Another embodiment of the present invention is a memory cell array formed in a substrate, including: (a) a plurality of first conductor lines arranged parallel to each other on the substrate; and (b) these first IJ conductors. Each of these cells consists of a plurality of mutually parallel second conductor lines that intersect and are insulated from each other, and a plurality of hills placed at the intersections of these first and second conductor lines, respectively. comprises a field effect transistor and a capacitor formed in a trench in the substrate directly below the intersection, a first plate of the capacitor being formed primarily on the sidewall of the trench and a second plate formed in a material inserted into the trench. and is insulated from the first plate by an insulator on the sidewall, while the transistor is insulated from the substrate by a second insulator on the sidewall and insulated from the insulator for the capacitor. the drain is coupled to one of the first conductor lines and the gate is coupled to one of the second conductor lines.
A memory cell array having a source coupled to a second plate of the capacitor.

A method for manufacturing a one-transistor, one-capacitor device in a trench memory cell of a semiconductor substrate, comprising: (a) forming a trench in the substrate; (f) forming an insulating layer on the sidewalls and bottom of the trench; and (f) doping an impurity.

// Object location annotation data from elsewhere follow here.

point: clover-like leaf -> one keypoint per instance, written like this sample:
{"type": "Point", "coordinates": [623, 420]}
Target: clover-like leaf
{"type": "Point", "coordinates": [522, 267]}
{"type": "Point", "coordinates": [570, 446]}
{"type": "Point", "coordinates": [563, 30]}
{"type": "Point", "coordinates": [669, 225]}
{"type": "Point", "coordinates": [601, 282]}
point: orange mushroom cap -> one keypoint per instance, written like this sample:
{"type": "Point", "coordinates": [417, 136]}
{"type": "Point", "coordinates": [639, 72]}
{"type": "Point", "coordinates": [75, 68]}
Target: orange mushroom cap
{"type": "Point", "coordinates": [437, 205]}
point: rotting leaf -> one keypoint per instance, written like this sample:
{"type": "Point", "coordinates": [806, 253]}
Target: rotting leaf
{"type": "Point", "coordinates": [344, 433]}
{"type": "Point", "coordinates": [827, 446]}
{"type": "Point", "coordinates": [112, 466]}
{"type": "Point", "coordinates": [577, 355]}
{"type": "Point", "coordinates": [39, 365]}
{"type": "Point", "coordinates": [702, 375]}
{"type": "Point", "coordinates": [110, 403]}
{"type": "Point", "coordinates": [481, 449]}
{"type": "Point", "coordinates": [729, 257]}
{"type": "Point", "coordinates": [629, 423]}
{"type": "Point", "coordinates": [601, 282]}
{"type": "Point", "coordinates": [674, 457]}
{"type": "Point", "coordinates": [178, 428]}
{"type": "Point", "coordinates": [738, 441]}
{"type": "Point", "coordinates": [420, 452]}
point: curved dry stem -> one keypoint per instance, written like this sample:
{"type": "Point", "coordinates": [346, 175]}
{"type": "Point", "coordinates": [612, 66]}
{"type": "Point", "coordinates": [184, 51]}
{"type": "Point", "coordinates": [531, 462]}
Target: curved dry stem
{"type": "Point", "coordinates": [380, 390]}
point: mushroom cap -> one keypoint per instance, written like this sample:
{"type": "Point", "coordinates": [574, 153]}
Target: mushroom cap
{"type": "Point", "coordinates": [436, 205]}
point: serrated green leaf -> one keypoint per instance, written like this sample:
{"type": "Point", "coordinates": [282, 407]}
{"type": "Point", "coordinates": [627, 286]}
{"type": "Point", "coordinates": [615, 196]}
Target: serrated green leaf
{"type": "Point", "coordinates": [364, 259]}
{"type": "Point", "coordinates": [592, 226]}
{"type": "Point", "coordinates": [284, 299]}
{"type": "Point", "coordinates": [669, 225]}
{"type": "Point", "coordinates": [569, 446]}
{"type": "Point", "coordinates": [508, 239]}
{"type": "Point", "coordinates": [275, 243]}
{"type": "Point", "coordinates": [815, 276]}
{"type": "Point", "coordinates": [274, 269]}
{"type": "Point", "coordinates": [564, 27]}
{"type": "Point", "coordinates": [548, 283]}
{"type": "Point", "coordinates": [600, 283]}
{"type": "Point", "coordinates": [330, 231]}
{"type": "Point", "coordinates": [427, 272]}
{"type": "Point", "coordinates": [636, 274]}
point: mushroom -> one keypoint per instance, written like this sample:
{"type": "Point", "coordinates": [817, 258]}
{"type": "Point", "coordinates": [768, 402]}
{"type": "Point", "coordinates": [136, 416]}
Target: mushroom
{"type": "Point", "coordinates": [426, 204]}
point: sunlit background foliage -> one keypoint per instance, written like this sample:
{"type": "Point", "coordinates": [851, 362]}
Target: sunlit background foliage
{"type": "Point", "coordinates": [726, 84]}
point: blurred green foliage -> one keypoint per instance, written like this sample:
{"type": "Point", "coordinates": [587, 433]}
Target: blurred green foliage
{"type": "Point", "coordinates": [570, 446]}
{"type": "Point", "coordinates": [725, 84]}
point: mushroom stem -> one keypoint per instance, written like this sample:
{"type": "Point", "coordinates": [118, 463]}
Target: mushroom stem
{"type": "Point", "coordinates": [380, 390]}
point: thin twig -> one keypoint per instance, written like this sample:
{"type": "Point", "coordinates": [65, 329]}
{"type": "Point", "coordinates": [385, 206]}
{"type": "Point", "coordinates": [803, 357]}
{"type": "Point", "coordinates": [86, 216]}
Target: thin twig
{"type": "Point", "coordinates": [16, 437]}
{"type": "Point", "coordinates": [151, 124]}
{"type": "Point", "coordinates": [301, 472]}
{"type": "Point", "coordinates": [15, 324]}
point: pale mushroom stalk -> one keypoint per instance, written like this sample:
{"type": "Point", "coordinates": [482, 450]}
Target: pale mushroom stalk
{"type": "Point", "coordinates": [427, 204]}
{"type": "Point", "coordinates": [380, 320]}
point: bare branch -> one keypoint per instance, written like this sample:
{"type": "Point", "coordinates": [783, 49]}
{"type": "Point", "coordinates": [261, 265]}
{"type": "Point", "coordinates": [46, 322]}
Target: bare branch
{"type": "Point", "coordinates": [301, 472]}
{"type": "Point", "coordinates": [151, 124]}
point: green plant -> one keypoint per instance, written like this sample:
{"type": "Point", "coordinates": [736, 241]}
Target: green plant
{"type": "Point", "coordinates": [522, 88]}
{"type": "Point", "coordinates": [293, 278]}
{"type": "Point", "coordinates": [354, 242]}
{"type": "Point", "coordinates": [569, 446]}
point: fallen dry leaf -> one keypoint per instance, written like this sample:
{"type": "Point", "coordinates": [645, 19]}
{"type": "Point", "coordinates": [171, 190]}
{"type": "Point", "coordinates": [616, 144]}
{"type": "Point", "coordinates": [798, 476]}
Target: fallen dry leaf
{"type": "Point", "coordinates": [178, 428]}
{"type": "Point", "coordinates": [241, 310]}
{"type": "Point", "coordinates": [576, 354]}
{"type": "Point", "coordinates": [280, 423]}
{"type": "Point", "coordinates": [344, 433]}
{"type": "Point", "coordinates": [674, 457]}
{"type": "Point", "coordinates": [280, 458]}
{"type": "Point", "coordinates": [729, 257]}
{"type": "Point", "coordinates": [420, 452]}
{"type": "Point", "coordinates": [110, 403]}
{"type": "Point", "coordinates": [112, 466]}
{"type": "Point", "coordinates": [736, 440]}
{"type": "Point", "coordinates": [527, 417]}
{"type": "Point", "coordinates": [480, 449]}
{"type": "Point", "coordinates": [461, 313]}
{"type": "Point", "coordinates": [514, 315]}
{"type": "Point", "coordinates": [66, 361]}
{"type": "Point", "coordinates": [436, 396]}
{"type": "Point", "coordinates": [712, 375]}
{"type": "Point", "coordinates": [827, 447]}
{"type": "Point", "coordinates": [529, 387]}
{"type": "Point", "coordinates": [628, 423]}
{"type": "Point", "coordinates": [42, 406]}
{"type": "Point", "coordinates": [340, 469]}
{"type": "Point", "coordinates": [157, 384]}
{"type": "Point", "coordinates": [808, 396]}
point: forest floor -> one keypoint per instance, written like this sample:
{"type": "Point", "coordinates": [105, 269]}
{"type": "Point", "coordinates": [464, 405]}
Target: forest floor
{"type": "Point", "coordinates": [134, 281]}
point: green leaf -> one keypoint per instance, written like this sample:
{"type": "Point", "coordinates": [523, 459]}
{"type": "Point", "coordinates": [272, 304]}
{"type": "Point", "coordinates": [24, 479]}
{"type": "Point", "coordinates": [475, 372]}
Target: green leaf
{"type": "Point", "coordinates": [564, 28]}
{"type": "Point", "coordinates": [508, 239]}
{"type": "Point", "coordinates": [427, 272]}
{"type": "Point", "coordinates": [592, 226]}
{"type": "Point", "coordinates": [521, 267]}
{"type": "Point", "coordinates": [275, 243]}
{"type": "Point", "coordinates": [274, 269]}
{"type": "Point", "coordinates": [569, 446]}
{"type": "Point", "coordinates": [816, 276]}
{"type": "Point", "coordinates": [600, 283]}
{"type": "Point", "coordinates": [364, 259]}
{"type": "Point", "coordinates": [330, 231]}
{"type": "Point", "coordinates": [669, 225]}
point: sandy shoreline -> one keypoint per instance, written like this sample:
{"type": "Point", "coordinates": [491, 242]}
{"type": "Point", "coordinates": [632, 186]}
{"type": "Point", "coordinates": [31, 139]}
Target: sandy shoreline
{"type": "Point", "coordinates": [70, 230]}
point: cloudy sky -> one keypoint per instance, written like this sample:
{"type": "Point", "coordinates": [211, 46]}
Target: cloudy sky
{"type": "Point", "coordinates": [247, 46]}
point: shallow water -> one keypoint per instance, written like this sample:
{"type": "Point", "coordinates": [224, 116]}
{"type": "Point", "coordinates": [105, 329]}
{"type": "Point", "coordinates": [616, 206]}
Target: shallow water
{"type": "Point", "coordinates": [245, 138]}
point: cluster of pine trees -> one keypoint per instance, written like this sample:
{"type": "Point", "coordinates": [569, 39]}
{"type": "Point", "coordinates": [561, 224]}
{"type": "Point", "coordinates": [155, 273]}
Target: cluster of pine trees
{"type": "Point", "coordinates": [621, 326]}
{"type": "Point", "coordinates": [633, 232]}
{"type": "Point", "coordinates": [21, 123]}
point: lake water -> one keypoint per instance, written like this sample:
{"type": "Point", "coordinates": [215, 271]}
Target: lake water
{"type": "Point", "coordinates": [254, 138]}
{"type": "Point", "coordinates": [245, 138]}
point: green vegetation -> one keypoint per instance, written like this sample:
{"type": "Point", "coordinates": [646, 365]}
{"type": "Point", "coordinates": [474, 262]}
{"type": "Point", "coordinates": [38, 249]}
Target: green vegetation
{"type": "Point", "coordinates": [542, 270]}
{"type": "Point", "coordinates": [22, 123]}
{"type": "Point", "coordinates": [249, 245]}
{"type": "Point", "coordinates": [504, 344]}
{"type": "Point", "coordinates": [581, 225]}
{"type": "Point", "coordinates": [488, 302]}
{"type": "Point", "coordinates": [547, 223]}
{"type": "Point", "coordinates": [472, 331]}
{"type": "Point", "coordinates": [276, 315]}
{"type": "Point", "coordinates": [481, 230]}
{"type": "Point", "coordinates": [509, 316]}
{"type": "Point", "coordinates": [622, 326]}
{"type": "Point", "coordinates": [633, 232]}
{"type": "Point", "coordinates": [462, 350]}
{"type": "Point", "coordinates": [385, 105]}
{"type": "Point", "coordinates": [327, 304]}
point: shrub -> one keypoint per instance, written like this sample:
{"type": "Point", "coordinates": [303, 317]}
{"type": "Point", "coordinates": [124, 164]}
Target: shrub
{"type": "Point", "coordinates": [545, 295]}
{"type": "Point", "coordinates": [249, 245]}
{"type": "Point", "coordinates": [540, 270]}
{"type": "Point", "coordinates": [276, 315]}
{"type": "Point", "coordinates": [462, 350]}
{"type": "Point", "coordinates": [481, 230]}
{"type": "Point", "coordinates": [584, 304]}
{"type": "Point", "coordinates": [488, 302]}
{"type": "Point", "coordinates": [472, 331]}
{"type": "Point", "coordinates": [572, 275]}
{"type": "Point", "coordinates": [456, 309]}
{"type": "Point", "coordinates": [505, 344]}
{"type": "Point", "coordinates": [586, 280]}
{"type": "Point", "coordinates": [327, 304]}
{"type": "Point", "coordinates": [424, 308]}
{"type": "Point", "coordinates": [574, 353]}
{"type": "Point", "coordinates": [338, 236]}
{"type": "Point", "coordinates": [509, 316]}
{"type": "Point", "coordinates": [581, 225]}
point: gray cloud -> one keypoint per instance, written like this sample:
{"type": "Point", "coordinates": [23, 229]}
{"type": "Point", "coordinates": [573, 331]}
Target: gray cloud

Filling the lower part of the trench with a conductive material introduced with the conductive material, and depositing a second material layer on the unfilled upper part of the trench to form the source and channel regions of the transistors 1 to 1. , and a drain region, and the source region is formed by diffusing impurities from the conductive material into the second material; (e) forming an insulating layer on the second material layer; , (0) A method for manufacturing a one-transistor, one-capacitor device characterized in that a gate is formed in an insulator layer on this second material layer.

[Brief explanation of drawings]

FIG. 1A and FIG. 1B each show a dRA according to the present invention.
A schematic diagram showing a circuit of M cells and a plan view showing a cell array using the cells, FIG. 2 is a dRAM according to the present invention.
A sectional view showing the first embodiment of the cell taken along the line 2-2 in FIG.
It is a figure which shows a series of processes in the case of manufacturing by the Example. 12 - Capacitor, 14... Word line, 16... Gate, 18... Transistor, 20... Pit line, 21.50... Polysilicon region, 25.42, 46° 54.56 .64... Oxide layer, 30... Memory cell, 32... Substrate, 34... Shrimp layer, 44... Channel, 52... Oxide/nitride/oxide stack.

Claims (1)

[Claims] (1) In a memory cell formed in a substrate, (a) one plate formed in a trench of the substrate and mainly formed within the sidewall of the trench, and a first material mainly inserted into the trench; (b) a capacitor formed in the trench and having a drain thereof;
a third layer of material with a channel and source region inserted into the trench, a second layer of material adjacent to the first material and insulated from the sidewalls, and a gate thereof inserted into the trench; and a transistor further comprising a gate insulating layer between the gate and the channel region.